Prerequisites
Before starting, ensure the following are in place:
- AWS Account with IAM user credentials (Access Key + Secret Key)
- AWS CLI installed and configured
- Terraform >= 1.5.0 installed
- Git installed
- Python 3.11+ installed (for local development)
- Sumo Logic account (free trial works)
Invoke-WebRequest -Uri "https://awscli.amazonaws.com/AWSCLIV2.msi" -OutFile "$env:TEMP\AWSCLIV2.msi"
Start-Process msiexec.exe -Wait -ArgumentList "/I $env:TEMP\AWSCLIV2.msi /quiet"

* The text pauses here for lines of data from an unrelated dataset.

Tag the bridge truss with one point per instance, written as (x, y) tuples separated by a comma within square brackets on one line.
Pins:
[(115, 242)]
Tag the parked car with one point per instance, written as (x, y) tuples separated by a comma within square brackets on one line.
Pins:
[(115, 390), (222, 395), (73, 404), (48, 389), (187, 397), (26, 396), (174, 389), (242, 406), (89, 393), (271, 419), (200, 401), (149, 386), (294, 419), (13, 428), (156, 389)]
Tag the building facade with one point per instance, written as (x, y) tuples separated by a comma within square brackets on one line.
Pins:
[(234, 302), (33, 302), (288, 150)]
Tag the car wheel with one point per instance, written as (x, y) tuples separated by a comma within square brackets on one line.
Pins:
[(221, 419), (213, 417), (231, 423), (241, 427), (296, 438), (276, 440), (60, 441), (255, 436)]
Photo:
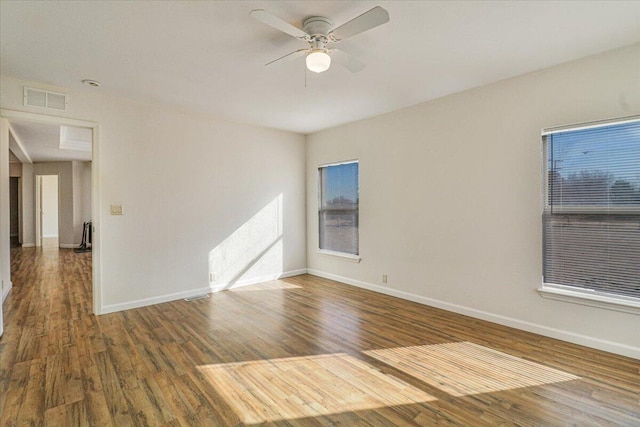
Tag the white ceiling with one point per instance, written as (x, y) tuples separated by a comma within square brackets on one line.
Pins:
[(208, 56), (41, 141)]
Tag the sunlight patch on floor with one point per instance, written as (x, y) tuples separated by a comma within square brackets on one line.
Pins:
[(269, 390), (464, 368)]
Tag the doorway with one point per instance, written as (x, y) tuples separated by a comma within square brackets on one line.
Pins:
[(87, 171), (14, 211), (48, 211)]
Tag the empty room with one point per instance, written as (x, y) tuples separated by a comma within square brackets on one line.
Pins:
[(331, 213)]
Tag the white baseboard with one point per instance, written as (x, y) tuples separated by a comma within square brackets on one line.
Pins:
[(112, 308), (224, 286), (612, 347)]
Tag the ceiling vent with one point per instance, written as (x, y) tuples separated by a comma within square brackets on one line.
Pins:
[(45, 99)]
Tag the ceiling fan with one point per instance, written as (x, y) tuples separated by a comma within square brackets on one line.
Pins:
[(318, 32)]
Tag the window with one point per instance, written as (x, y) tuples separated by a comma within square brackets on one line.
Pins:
[(338, 208), (591, 215)]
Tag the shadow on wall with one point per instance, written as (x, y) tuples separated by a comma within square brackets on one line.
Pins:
[(253, 253)]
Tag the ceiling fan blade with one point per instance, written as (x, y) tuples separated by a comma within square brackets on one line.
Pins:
[(347, 61), (293, 55), (366, 21), (277, 23)]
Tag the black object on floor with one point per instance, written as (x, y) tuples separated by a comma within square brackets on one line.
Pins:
[(85, 246)]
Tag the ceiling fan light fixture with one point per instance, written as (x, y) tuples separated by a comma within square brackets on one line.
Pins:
[(318, 61)]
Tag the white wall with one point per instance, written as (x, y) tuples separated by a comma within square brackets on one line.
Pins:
[(186, 183), (49, 205), (28, 237), (450, 197), (5, 262)]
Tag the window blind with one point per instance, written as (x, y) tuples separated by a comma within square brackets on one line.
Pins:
[(338, 208), (591, 215)]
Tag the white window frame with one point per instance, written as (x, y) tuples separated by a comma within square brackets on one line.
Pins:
[(573, 294), (340, 255)]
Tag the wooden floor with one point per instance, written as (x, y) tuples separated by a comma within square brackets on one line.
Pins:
[(301, 351)]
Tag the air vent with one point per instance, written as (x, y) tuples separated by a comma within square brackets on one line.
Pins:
[(45, 99)]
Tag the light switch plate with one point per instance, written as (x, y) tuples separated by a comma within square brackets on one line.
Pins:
[(116, 209)]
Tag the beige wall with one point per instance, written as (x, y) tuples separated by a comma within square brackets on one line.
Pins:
[(81, 197), (188, 184), (49, 206), (450, 194), (15, 169)]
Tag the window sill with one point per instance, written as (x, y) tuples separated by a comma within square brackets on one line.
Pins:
[(590, 298), (342, 255)]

$env:Path = [System.Environment]::GetEnvironmentVariable("Path", "Machine")
aws --version
Install Terraform (Windows)
Invoke-WebRequest -Uri "https://releases.hashicorp.com/terraform/1.8.4/terraform_1.8.4_windows_amd64.zip" -OutFile "$env:TEMP\terraform.zip"
Expand-Archive -Path "$env:TEMP\terraform.zip" -DestinationPath "C:\terraform"
[Environment]::SetEnvironmentVariable("Path", $env:Path + ";C:\terraform", [EnvironmentVariableTarget]::Machine)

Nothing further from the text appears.